Radiative properties of porous fly ash particles based on the particle superposition model

Abstract

Research on the radiative properties of porous fly ash particles is highly important for accurately assessing the radiative impact of particles and their remote-sensing measurements. We develop a general porous particle model based on the particle superposition model for flexibly constructing variations in the particle shape, size parameters, porosity, pore size, and pore dispersed distribution. Concentrated, dispersed, and cratered surface porous particle models are constructed to consider the effect of the distribution of pores on the radiative properties of porous particles. The radiative properties of porous fly ash particles are computed using the discrete dipole approximation (DDA) method. The effects of the porosity, pore size, pore dispersed distribution, and overall particle size on the radiative properties are analyzed. Generally, the increase of pore size promotes forward scattering intensity and weakens backward scattering intensity. The more dispersed pore distribution promotes stronger backward scattering intensity and stronger oscillations of the degree of linear polarization.

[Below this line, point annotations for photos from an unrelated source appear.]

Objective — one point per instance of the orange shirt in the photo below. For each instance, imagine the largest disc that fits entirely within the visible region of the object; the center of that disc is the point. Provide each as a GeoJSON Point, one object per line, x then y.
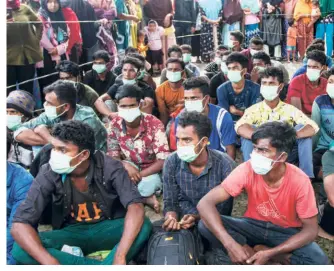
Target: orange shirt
{"type": "Point", "coordinates": [168, 97]}
{"type": "Point", "coordinates": [282, 206]}
{"type": "Point", "coordinates": [292, 36]}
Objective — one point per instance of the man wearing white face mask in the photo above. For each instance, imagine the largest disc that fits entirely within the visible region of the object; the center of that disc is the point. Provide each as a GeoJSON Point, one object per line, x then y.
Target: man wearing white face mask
{"type": "Point", "coordinates": [304, 88]}
{"type": "Point", "coordinates": [140, 141]}
{"type": "Point", "coordinates": [273, 109]}
{"type": "Point", "coordinates": [60, 105]}
{"type": "Point", "coordinates": [323, 115]}
{"type": "Point", "coordinates": [93, 204]}
{"type": "Point", "coordinates": [171, 93]}
{"type": "Point", "coordinates": [196, 96]}
{"type": "Point", "coordinates": [239, 93]}
{"type": "Point", "coordinates": [20, 109]}
{"type": "Point", "coordinates": [281, 211]}
{"type": "Point", "coordinates": [191, 172]}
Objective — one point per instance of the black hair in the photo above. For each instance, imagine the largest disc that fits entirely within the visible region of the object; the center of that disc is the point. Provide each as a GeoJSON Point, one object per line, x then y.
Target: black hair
{"type": "Point", "coordinates": [281, 134]}
{"type": "Point", "coordinates": [318, 56]}
{"type": "Point", "coordinates": [186, 47]}
{"type": "Point", "coordinates": [238, 36]}
{"type": "Point", "coordinates": [256, 41]}
{"type": "Point", "coordinates": [318, 41]}
{"type": "Point", "coordinates": [222, 47]}
{"type": "Point", "coordinates": [201, 82]}
{"type": "Point", "coordinates": [68, 67]}
{"type": "Point", "coordinates": [129, 91]}
{"type": "Point", "coordinates": [201, 123]}
{"type": "Point", "coordinates": [133, 61]}
{"type": "Point", "coordinates": [101, 54]}
{"type": "Point", "coordinates": [77, 133]}
{"type": "Point", "coordinates": [130, 50]}
{"type": "Point", "coordinates": [262, 56]}
{"type": "Point", "coordinates": [176, 60]}
{"type": "Point", "coordinates": [315, 46]}
{"type": "Point", "coordinates": [239, 58]}
{"type": "Point", "coordinates": [273, 72]}
{"type": "Point", "coordinates": [65, 91]}
{"type": "Point", "coordinates": [174, 48]}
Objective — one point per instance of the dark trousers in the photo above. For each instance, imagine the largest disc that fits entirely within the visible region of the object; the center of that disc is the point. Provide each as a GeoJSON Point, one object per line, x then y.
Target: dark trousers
{"type": "Point", "coordinates": [254, 232]}
{"type": "Point", "coordinates": [17, 74]}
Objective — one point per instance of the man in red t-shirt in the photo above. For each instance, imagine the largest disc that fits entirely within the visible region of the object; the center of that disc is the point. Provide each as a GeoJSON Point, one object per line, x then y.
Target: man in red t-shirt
{"type": "Point", "coordinates": [281, 212]}
{"type": "Point", "coordinates": [305, 88]}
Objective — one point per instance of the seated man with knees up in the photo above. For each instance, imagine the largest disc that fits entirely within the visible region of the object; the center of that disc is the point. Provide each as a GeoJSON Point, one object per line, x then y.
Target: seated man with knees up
{"type": "Point", "coordinates": [273, 109]}
{"type": "Point", "coordinates": [281, 217]}
{"type": "Point", "coordinates": [197, 98]}
{"type": "Point", "coordinates": [139, 141]}
{"type": "Point", "coordinates": [100, 78]}
{"type": "Point", "coordinates": [239, 93]}
{"type": "Point", "coordinates": [60, 105]}
{"type": "Point", "coordinates": [192, 171]}
{"type": "Point", "coordinates": [69, 70]}
{"type": "Point", "coordinates": [94, 204]}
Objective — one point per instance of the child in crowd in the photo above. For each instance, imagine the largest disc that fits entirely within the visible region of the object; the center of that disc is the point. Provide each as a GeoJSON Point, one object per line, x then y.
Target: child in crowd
{"type": "Point", "coordinates": [141, 44]}
{"type": "Point", "coordinates": [154, 34]}
{"type": "Point", "coordinates": [291, 40]}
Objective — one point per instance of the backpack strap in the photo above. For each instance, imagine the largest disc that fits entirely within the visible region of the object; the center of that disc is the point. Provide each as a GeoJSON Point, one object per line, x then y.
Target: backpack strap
{"type": "Point", "coordinates": [220, 117]}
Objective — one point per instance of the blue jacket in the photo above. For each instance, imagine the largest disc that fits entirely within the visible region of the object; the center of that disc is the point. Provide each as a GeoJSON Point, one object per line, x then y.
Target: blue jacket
{"type": "Point", "coordinates": [18, 184]}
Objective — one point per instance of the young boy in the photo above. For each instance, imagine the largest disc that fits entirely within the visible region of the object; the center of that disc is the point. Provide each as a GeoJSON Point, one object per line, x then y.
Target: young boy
{"type": "Point", "coordinates": [291, 40]}
{"type": "Point", "coordinates": [154, 34]}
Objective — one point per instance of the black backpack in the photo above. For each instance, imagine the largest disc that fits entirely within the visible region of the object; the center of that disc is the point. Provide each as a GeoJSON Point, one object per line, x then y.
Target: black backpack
{"type": "Point", "coordinates": [182, 247]}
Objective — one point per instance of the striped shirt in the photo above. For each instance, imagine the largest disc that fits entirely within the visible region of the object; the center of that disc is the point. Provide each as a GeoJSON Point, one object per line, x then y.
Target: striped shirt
{"type": "Point", "coordinates": [183, 190]}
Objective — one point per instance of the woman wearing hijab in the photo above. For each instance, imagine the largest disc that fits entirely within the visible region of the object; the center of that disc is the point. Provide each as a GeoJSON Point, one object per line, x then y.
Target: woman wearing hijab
{"type": "Point", "coordinates": [211, 12]}
{"type": "Point", "coordinates": [85, 12]}
{"type": "Point", "coordinates": [60, 41]}
{"type": "Point", "coordinates": [302, 16]}
{"type": "Point", "coordinates": [23, 50]}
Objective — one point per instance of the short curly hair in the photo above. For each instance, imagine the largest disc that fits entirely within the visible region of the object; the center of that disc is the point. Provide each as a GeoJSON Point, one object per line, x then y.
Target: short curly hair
{"type": "Point", "coordinates": [201, 123]}
{"type": "Point", "coordinates": [77, 133]}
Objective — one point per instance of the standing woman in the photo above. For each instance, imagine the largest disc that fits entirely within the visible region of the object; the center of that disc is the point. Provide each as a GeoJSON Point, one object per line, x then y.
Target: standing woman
{"type": "Point", "coordinates": [211, 12]}
{"type": "Point", "coordinates": [60, 40]}
{"type": "Point", "coordinates": [23, 50]}
{"type": "Point", "coordinates": [85, 12]}
{"type": "Point", "coordinates": [302, 16]}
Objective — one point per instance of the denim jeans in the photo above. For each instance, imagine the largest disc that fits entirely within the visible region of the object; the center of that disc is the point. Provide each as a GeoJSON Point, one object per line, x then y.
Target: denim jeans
{"type": "Point", "coordinates": [302, 152]}
{"type": "Point", "coordinates": [255, 232]}
{"type": "Point", "coordinates": [328, 30]}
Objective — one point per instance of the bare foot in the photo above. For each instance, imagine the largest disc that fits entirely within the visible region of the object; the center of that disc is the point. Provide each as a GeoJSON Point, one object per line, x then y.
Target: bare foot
{"type": "Point", "coordinates": [153, 203]}
{"type": "Point", "coordinates": [280, 259]}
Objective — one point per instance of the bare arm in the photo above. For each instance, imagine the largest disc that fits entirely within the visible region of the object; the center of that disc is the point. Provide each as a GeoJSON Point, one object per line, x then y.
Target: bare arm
{"type": "Point", "coordinates": [230, 150]}
{"type": "Point", "coordinates": [296, 102]}
{"type": "Point", "coordinates": [28, 239]}
{"type": "Point", "coordinates": [134, 220]}
{"type": "Point", "coordinates": [29, 137]}
{"type": "Point", "coordinates": [245, 131]}
{"type": "Point", "coordinates": [306, 131]}
{"type": "Point", "coordinates": [156, 167]}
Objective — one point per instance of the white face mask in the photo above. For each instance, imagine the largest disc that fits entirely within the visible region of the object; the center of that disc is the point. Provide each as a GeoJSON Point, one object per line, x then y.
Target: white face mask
{"type": "Point", "coordinates": [313, 74]}
{"type": "Point", "coordinates": [234, 76]}
{"type": "Point", "coordinates": [13, 121]}
{"type": "Point", "coordinates": [261, 164]}
{"type": "Point", "coordinates": [61, 163]}
{"type": "Point", "coordinates": [196, 105]}
{"type": "Point", "coordinates": [51, 111]}
{"type": "Point", "coordinates": [129, 115]}
{"type": "Point", "coordinates": [330, 90]}
{"type": "Point", "coordinates": [187, 153]}
{"type": "Point", "coordinates": [269, 93]}
{"type": "Point", "coordinates": [128, 81]}
{"type": "Point", "coordinates": [173, 76]}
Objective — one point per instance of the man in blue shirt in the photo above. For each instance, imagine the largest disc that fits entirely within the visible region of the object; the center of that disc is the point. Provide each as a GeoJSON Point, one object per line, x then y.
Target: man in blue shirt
{"type": "Point", "coordinates": [197, 97]}
{"type": "Point", "coordinates": [238, 94]}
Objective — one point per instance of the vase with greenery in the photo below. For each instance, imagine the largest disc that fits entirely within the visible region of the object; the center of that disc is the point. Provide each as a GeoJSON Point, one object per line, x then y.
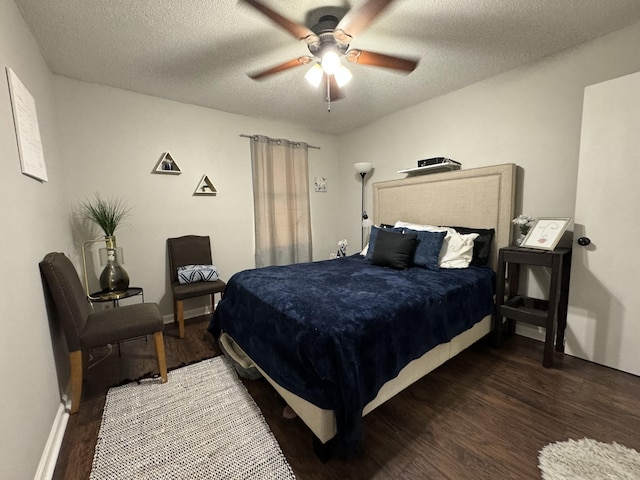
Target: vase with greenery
{"type": "Point", "coordinates": [108, 214]}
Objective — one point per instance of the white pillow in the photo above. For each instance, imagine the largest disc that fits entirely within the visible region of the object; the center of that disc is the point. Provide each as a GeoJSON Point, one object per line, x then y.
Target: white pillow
{"type": "Point", "coordinates": [457, 249]}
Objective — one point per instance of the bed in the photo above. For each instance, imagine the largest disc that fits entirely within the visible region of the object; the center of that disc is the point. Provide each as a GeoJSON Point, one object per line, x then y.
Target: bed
{"type": "Point", "coordinates": [308, 337]}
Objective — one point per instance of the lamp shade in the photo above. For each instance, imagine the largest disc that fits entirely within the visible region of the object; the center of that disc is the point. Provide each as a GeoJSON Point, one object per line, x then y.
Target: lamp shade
{"type": "Point", "coordinates": [362, 167]}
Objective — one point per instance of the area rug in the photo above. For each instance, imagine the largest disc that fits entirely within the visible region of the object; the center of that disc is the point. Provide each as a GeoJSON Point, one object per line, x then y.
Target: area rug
{"type": "Point", "coordinates": [588, 459]}
{"type": "Point", "coordinates": [201, 424]}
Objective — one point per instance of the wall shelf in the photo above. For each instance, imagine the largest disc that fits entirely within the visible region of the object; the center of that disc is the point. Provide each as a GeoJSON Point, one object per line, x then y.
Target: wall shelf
{"type": "Point", "coordinates": [167, 165]}
{"type": "Point", "coordinates": [205, 187]}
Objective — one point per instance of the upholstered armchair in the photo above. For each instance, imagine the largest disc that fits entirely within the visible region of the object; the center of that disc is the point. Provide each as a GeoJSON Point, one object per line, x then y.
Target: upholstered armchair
{"type": "Point", "coordinates": [85, 329]}
{"type": "Point", "coordinates": [190, 250]}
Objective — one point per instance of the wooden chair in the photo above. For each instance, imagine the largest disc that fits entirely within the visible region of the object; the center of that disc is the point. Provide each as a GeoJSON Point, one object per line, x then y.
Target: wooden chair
{"type": "Point", "coordinates": [190, 250]}
{"type": "Point", "coordinates": [85, 329]}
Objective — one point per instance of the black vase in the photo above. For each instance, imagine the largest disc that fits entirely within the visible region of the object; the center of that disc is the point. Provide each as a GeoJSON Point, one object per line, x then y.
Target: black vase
{"type": "Point", "coordinates": [114, 277]}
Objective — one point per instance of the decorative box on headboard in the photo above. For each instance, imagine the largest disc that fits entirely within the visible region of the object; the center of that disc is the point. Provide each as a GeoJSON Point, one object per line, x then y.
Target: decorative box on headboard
{"type": "Point", "coordinates": [435, 161]}
{"type": "Point", "coordinates": [432, 165]}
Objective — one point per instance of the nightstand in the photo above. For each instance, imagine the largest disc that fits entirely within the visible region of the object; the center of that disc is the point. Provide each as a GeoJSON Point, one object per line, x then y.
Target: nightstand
{"type": "Point", "coordinates": [550, 314]}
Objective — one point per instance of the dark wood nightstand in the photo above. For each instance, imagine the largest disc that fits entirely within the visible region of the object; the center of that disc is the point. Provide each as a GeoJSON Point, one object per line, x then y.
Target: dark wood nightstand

Measurement of the Mueller matrix element S11 in different scattering angle regions can be descriptive of the pore distribution. The dispersed pore distribution promotes the extinction cross sections. The asymmetry parameter decreases with the increase of porosity and increases with increasing pore size. In addition, it is necessary to consider both the particle size and pore dispersed distribution for investigating the effect of porosity and pore size on the single-scattering albedos of porous fly ash particles.